Hosted by the Open Society Foundations, Scarlet Alliance and Sex Worker Outreach Project (SWOP) from November 2-5, the conference attracted nearly 50 sex workers, community leaders, human rights activists, advocates and politicians from a dozen countries across Africa, Asia Pacific, North America and Europe.
Delegates present at the four-day event spoke out against threats to overturn decriminalisation in NSW, with many sharing stories of abuses against sex workers in their home countries which they said was usually the result of discrimination by police.
“It is a great shame that delegates have travelled from 11 countries hoping to learn from the great gains of decriminalisation in the NSW sex industry, and to have to tell them the government are talking about taking decriminalisation away,” SWOP executive director Kylie Tattersall told the international guests.
“It has been disappointing to campaigners who had looked to NSW as a hope for sex work in their own countries.”
Luca Stevenson, founder of Sex Worker Open University, said decriminalisation clearly worked , particularly when compared to other regulatory frameworks.
“As Scotland prepares itself to host the Commonwealth Games 2014, we urge members of Scottish Parliament to consider the benefits and protections associated with decriminalisation,” Stevenson said.
“Legislative frameworks, such as the Swedish model which criminalise our clients, fail to protect us.”
Following the conference Scarlet Alliance CEO, Janelle Fawkes, told SX there had been three major reviews looking at the sex work industry over the past 12 months as the NSW Government considers changes to how it regulates the industry.
“Not only have they had the trafficking inquiry, then the sex industry regulation inquiry but now they are undertaking the I-PART inquiry which is looking at the way in which councils regulate different industries,” she said.
“There’s a lot of misinformation about trafficking and there are some groups and individuals who are using that issue to drive their anti-sex work or abolitionist agenda.
“There is fear that rather than the outcomes of the inquiries being evidence based they will also focus on perception, misinformation and fear.”
Fawkes said it was important for the LGBTI community to stand with sex worker groups because the industry as a whole also counted many gay and bisexual men, as well as queer women and transgender people in its ranks.
”There was a study – it was only a small study – but it looked at female sex workers where 40 per cent of them said they didn’t identify as heterosexual,” she told SX.
Currently the only jurisdictions with decriminalised sex work are New Zealand and NSW, with both localities being praised in the recent Sex Work and the Law in Asia and the Pacific report released by UNAIDS, UNFPA and UNDP in October.
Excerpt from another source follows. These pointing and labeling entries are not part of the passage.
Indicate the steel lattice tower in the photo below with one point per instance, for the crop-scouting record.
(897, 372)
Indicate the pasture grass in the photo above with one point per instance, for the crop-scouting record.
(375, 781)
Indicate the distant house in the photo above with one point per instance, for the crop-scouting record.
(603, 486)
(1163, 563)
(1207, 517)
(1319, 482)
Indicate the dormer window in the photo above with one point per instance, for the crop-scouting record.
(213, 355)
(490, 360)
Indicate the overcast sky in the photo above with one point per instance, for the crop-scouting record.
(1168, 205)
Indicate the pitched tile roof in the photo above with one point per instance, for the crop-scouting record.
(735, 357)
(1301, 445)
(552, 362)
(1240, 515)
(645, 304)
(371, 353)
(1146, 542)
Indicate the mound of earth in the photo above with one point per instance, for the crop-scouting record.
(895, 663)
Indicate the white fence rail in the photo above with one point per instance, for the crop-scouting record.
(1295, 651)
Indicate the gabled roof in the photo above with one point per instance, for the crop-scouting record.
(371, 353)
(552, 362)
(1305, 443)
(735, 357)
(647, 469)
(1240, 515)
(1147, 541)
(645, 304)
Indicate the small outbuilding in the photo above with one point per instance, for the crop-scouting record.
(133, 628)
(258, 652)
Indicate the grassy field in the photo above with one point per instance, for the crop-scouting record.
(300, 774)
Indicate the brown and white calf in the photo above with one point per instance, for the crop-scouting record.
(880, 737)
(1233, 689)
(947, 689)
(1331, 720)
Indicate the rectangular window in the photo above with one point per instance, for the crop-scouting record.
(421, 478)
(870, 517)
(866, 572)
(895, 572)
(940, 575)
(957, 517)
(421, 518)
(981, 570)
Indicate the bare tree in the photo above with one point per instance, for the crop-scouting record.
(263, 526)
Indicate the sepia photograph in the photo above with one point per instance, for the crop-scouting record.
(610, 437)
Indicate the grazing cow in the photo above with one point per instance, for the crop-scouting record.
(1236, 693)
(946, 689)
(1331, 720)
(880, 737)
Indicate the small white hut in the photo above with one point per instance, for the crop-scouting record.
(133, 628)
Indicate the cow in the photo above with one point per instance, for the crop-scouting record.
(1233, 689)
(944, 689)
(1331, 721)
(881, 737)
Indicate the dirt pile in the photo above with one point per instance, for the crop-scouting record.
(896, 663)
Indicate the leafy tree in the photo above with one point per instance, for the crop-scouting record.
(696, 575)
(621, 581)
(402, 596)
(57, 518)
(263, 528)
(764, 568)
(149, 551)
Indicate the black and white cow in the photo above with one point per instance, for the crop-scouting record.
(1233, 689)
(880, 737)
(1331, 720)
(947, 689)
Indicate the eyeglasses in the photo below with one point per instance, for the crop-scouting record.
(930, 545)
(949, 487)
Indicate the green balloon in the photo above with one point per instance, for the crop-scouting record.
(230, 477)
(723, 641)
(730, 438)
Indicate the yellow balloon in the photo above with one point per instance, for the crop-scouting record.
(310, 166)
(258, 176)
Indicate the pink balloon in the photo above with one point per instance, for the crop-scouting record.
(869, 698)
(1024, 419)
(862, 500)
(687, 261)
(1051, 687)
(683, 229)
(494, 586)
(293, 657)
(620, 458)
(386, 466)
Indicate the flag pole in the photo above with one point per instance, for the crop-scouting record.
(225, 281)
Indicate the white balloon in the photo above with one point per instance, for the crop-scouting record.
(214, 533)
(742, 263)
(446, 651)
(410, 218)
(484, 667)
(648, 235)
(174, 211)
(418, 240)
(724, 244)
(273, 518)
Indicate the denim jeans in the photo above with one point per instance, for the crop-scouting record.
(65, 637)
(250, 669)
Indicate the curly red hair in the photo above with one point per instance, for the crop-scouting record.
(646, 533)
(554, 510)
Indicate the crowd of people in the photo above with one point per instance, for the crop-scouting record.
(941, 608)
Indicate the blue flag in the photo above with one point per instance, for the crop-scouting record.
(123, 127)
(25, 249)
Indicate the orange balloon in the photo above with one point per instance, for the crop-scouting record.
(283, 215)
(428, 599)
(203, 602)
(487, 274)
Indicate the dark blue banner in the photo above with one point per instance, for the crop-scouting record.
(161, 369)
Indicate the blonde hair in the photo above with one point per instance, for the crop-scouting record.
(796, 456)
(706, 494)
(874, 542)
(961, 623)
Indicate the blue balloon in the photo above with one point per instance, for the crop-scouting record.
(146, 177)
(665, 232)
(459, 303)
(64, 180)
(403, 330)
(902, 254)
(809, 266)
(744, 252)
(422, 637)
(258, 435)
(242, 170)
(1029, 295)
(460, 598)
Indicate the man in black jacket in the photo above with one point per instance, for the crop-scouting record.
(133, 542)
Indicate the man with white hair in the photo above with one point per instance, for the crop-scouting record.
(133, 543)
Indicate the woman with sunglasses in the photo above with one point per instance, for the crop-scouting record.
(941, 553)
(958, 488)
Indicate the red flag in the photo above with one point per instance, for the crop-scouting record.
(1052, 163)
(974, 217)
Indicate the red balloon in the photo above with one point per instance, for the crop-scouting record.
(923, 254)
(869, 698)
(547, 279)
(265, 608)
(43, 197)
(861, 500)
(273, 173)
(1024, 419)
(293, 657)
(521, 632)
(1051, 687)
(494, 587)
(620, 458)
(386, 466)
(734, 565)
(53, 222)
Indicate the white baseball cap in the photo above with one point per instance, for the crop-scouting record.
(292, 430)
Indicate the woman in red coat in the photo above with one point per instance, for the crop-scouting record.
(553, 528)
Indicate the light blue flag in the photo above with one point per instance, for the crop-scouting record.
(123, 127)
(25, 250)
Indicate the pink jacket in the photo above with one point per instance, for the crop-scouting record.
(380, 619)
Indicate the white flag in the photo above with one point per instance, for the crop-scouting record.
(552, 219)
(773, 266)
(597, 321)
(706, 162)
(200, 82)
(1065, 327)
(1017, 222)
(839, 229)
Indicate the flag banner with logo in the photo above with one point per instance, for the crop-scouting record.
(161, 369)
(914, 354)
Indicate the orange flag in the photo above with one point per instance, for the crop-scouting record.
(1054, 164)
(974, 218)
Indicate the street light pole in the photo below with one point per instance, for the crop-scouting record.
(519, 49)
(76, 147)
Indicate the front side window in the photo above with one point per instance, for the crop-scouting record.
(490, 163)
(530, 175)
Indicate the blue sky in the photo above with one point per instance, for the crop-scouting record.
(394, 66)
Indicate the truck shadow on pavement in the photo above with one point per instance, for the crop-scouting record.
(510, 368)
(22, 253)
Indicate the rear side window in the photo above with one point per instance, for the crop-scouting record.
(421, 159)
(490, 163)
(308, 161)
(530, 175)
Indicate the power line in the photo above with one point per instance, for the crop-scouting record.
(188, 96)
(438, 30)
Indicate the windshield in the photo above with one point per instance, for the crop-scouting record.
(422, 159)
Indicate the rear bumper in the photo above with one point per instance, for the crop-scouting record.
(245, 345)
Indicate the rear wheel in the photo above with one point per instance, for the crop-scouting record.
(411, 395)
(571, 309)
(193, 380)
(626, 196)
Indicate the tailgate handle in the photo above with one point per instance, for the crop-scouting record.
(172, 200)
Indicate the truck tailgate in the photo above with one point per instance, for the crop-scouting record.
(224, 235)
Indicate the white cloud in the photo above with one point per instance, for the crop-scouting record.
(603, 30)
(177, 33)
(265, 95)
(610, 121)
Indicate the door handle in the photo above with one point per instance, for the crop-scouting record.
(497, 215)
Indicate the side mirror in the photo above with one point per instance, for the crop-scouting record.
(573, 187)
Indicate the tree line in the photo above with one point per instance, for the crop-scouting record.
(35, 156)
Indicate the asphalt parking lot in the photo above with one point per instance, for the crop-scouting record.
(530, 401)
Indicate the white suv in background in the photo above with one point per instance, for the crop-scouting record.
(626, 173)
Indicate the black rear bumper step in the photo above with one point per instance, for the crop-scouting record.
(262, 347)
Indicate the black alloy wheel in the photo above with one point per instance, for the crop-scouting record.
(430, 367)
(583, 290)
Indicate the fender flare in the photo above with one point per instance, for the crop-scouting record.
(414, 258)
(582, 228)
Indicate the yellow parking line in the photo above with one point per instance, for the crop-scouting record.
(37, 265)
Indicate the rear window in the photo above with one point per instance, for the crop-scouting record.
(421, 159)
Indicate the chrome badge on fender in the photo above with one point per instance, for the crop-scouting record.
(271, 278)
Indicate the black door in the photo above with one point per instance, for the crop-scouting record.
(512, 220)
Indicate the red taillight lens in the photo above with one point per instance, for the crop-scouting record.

Amongst other conclusions, the report advises, “positive public health and human rights outcomes have been achieved in jurisdictions that have decriminalised sex work” and that “licensing and registration models have not been effective”.
Decriminalisation refers to the removal of criminal laws, including police regulation of sex work, meaning that sex work is then regulated like any other business through local councils, planning laws, OH&S guidelines, Workcover NSW and the ATO.
“Decriminalisation means I can own my own home” Cameron Cox, a NSW sex worker, told the recent conference. “Decriminalisation allows me to feel a part of society.”